Back at the lodge, Chef Jacques discusses lunch at breakfast, where one must avail of super smoothies like strawberry-coconut-banana. Chef lately abandoned Singita for Molori, and when you have staff voluntarily leaving Singita, you know Molori’s doing something special. At Molori, suppers include four-course bush-dinners in the jungle or briers in the lodge’s boma (an al-freso enclosure), where Chef Jacques sprawls South African specialities and “boma-fide” Afrikaans malva pudding, macerated in Amarula liqueur and Roibos tea.

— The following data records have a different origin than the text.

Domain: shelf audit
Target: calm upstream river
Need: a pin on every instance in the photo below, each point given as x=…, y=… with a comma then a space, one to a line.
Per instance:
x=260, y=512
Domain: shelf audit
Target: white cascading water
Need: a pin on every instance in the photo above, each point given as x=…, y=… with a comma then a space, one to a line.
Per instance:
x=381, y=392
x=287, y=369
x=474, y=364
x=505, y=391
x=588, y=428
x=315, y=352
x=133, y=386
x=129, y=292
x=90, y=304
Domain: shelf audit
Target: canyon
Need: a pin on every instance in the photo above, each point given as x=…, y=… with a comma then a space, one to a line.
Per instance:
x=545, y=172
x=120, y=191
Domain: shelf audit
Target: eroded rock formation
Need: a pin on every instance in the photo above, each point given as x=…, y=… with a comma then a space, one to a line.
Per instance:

But why dine out when you can dine in Metsi’s arms? Ah Metsi, alright, she isn’t quite a Bond Girl, or even a girl. But this preposterously lavish presidential suite has all the seductions of a Bond Girl. Think crystal chandeliers swooping down from a thatch roof or hanging from trees. “Metsi” means “water” in Setswana, and the outdoors flows into the indoors where trees thrust out behind sofas. There’s also a fluidity of styles, as antiques flirt with avant-garde, and a stupendous Chinese drum is stationed by indigenous African art. Stately arm-chairs Marie Antoinette might’ve sat in laze by contemporary-cool, red-as-passion chairs made of reed and cane. The study has a chair in zebra hide, the deck is sleek with white-leathered swings and suave chaise-lounge. The bedroom boasts the most sumptuous bed in all South Africa, whilst three bathrooms stock enough Aqua di Parma toiletries to fill a boutique. The main bathroom is a “living room”, with a velvet sofa longer than a train, and not a walk-in but a “sit-in” wardrobe with a splendid ottoman… The pool, the size of a lake, has a heated jacuzzi and a resident frog or two. At breakfast on the terrific terraces, you might be combating yellow-beaked hornbills that purloin your cookies as plumed plethora bedazzle. The lodge has a hillocked spa, but enjoy signature Molori facials and Molori massages within the luxuries of your butlered suite.
There’s a sense of irreverence, abandon and irony about this place. It’s outrageously over the top, but pulled off with panache.